The UN food agency is closing all of its bakeries in the Gaza Strip, officials said Tuesday, as food supplies dwindle after Israel sealed the territory off from all imports nearly a month ago, reports UNB.
Israel, which tightened its blockade and later resumed its offensive in order to pressure Hamas into accepting changes to their ceasefire agreement, said that enough food entered Gaza during the six-week truce to sustain the territory's roughly 2 million Palestinians.
Markets largely emptied weeks ago, and UN agencies say the supplies they built up during the truce are running out. Gaza is heavily reliant on international aid, because the war has destroyed almost all of its food production capability.
Mohammed al-Kurd, a father of 12, said that his children go to bed without dinner.
“We tell them to be patient and that we will bring flour in the morning,” he said. “We lie to them and to ourselves.”
A World Food Program memo circulated to aid groups on Monday said that it could no longer operate its remaining bakeries, which produce the pita bread on which many rely. The UN agency said that it was prioritizing its remaining stocks to provide emergency food aid and expand hot meal distribution. WFP spokespeople didn't immediately respond to requests for comment.
Olga Cherevko, a spokesperson for the UN Office for the Coordination of Humanitarian Affairs, said that the WFP was closing its remaining 19 bakeries after shuttering six others last month.
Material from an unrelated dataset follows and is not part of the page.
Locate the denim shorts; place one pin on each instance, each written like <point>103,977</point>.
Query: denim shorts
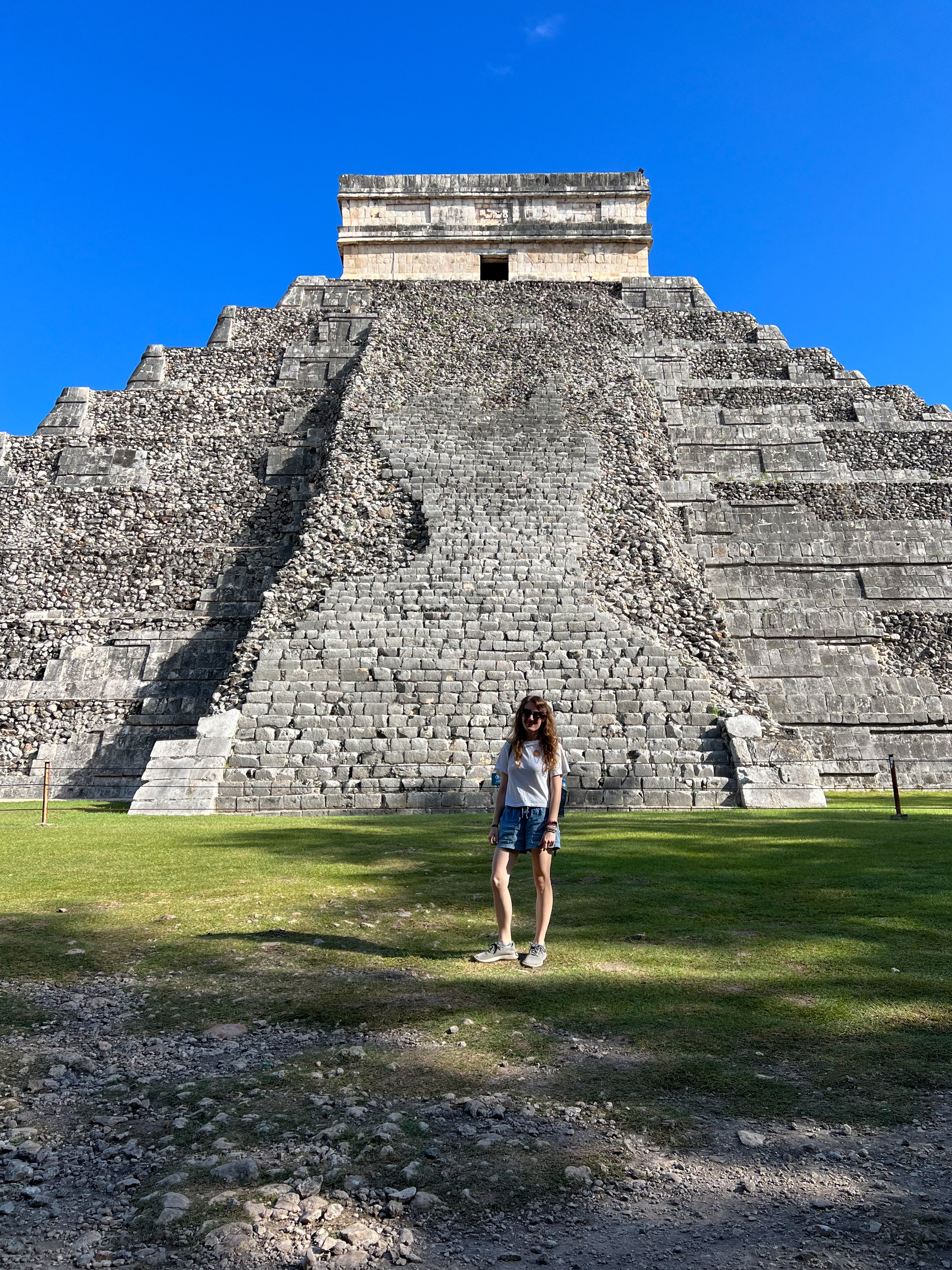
<point>521,829</point>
She said that hundreds of thousands of people relied on them.
The Israeli military body in charge of Palestinian affairs, known as COGAT, said that more than 25,000 trucks entered Gaza during the ceasefire, carrying nearly 450,000 tons of aid. It said that amount represented around a third of what has entered during the entire war.
“There is enough food for a long period of time, if Hamas lets the civilians have it,” it said.
UN agencies and aid groups say that they struggled to bring in and distribute aid before the ceasefire took hold in January. Their estimates for how much aid actually reached people in Gaza were consistently lower than COGAT’s, which were based on how much entered through border crossings.